Dead Island 2 Is Finally Coming After A Decade Of Development Hell

Eight years later, Dead Island 2 has made its triumphant return to Gamescom. The beleaguered zombie RPG showcased a fancy new CGI trailer and a sizzle reel of characters smashing zombies like Gallagher going to town on a pallet of rotting watermelons. It comes out on February 3, 2023, almost exactly a year after 2022’s big gruesome zombie RPG. Are you ready?

Dead Island 2‘s latest trailer showed off Jacob, one of six playable zombie-slayers. According to the game’s developers these are “larger than life” characters with “unique” dialogue that showcases the game’s “pulpy” and “irreverent” tone. It also sports a co-op campaign, bigger map, and more complex dismemberment system than its predecessors. But if you asked me to figure out what sets the cursed project apart from other zombie games outside of its sun-soaked rendition of Venice Beach, I wouldn’t have a clue.

I have no idea whether Dead Island 2 will be any good, and at this point that almost feels beside the point. It’s transcended the particulars of its sub-genre to become pure video game industry spectacle, like Duke Nukem Forever and a handful of other projects that were birthed in one era and clawed their way through years of development hell into another.

The game was infamously revealed back at E3 2014 with a CGI trailer showing a man jogging obliviously while everyone behind him is eaten alive by zombies. A brief gameplay trailer followed at Gamescom that summer which showed basically what we saw today, albeit much less pretty looking. Then the game disappeared. The original reveal trailer has been viewed on YouTube over 24 million times. The top comment with over 50,000 likes reads, “I was 12 when this trailer came out. I’m 43 now.” That was three years ago.

The first Dead Island in 2011 was made by Techland. The Polish studio was supposed to make the sequel but ended up making parkour zombie hit Dying Light instead.

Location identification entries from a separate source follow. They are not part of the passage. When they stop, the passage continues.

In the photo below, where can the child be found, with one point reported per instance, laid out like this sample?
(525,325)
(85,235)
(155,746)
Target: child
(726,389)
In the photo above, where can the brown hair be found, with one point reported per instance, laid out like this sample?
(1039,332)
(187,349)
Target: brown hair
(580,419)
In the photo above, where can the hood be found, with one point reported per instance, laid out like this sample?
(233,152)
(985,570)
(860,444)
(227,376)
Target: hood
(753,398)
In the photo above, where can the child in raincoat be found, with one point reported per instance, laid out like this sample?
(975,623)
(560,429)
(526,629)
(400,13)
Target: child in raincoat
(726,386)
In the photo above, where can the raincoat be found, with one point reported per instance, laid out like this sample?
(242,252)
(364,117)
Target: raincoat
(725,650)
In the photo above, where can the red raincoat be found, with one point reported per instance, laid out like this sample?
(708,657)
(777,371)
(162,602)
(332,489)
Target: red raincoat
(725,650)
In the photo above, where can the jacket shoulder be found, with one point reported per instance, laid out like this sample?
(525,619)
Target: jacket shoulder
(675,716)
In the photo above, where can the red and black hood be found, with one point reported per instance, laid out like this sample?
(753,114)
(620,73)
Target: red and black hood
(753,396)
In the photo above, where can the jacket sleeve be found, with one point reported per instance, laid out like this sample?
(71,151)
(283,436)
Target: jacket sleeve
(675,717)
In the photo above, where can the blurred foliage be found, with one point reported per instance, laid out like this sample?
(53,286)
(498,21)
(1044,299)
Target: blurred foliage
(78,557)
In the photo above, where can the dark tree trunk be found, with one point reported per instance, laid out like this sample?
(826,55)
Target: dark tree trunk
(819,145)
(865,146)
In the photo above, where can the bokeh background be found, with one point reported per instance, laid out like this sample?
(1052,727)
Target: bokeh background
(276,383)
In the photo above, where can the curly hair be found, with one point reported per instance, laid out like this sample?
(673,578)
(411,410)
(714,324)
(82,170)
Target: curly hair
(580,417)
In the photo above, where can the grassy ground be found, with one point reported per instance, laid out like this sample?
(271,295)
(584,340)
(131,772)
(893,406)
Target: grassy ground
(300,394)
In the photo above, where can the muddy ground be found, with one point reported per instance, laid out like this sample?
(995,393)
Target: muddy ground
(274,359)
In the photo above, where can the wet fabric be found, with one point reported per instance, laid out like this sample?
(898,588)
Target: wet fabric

Then Yager Development got involved. In 2015 publisher Deep Silver dropped the Spec Ops: The Line studio over conflicting visions, and enlisted Sumo Digital in the UK. That didn’t work either. By 2019, parent company THQ Nordic (now one of the many facers of Embracer) announced Dambuster Studios would finish the game with one of Deep Silver’s internal studios while new alpha builds started leaking online.

And now here we are. Dying Light 2 released in February and was…fine. Whether Dead Island 2 is better, worse, or just another fleshy hack-fest, it will certainly be remembered as that game they refused to just let die.